Sack no se libró de la racha. Su platillo volante no fue capaz de despegar del suelo y, finalmente, tuvo que ser lanzado al aire por su propio autor. Tras ese "despegue de emergencia", el modelo realizó un vuelo estable de unos 100 metros, llegando a la meta a duras penas, si bien después de la experiencia Sack perfeccionó su diseño para vuelos más rápidos y largos.

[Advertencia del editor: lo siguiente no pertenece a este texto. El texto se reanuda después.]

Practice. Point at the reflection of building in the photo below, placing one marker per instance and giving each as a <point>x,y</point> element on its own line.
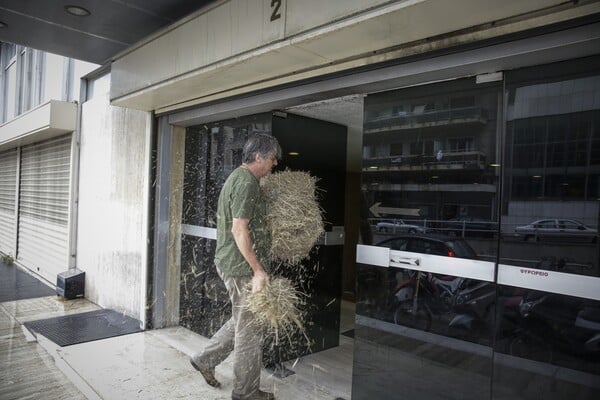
<point>444,145</point>
<point>553,146</point>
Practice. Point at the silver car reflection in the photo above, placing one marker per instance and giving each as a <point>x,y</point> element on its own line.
<point>399,226</point>
<point>559,229</point>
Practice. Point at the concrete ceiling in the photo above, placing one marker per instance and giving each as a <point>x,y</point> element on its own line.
<point>111,27</point>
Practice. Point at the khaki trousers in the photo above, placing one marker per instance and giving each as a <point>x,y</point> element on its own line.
<point>242,336</point>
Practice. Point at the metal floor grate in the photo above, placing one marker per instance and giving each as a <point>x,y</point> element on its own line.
<point>85,327</point>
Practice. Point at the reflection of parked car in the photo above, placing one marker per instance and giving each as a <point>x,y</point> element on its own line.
<point>399,226</point>
<point>436,245</point>
<point>558,229</point>
<point>469,226</point>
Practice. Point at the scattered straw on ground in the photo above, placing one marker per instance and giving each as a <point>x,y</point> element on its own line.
<point>294,216</point>
<point>276,308</point>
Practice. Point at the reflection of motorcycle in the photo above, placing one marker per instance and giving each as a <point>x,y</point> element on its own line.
<point>550,324</point>
<point>420,295</point>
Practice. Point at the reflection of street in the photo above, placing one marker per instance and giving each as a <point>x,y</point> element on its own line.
<point>394,359</point>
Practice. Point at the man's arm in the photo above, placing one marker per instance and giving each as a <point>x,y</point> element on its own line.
<point>241,235</point>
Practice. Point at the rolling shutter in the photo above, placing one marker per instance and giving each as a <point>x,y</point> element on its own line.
<point>8,204</point>
<point>44,206</point>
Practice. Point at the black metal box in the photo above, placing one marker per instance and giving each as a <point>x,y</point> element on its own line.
<point>70,284</point>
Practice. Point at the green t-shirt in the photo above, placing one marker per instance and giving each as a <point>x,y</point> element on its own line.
<point>241,197</point>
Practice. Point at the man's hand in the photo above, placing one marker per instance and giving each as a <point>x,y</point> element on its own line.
<point>260,279</point>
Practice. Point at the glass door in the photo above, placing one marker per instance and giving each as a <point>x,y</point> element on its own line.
<point>548,323</point>
<point>426,292</point>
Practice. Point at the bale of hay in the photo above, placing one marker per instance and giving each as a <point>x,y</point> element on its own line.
<point>294,217</point>
<point>276,308</point>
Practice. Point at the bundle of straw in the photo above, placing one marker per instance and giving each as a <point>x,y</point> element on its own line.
<point>276,308</point>
<point>294,216</point>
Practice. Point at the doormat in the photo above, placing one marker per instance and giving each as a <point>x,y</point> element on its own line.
<point>85,327</point>
<point>16,284</point>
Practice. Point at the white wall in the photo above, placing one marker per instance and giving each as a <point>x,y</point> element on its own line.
<point>113,187</point>
<point>54,74</point>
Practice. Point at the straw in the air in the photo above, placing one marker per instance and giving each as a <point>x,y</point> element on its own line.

Pese a todo, Arthur Sack tuvo mucha suerte, ya que entre los asistentes al certamen se encontraba el general-ministro del Aire Udet, quien resultó impresionado por la idea. Udet resultó un gran partidario de la utilización bélica de los platillos volantes, asignándoles la misma función defensiva desarrollada hasta entonces por los globos. Entusiasmado, el ministro prometió a Sack "allanarle el camino para posteriores investigaciones". Dicho y hecho. Arthur Sack construiría algunos modelos más de platillos volantes antes de que comenzara la realización de un avión tripulado, a mitad de la guerra, en los talleres de MIMO (Mitteldeutsche Motorwerke), en Leipzig. El diseño final, denominado AS6, se concluyó en los talleres de vuelo de Brandis, a principios de 1944.
El primer prototipo del AS6 estaba equipado con un motor Argus 10C de 140 C.V. y tenía un ala circular con perfil Göttinger de 6,40 m de envergadura. Para un peso en vuelo estimado en unos 750-800 kgs, la carga alar debió de ser de unos 25 a 30 kilos por metro cuadrado. Por lo tanto, casi quedaba dentro del reglamento de medidas de una klemm 25D.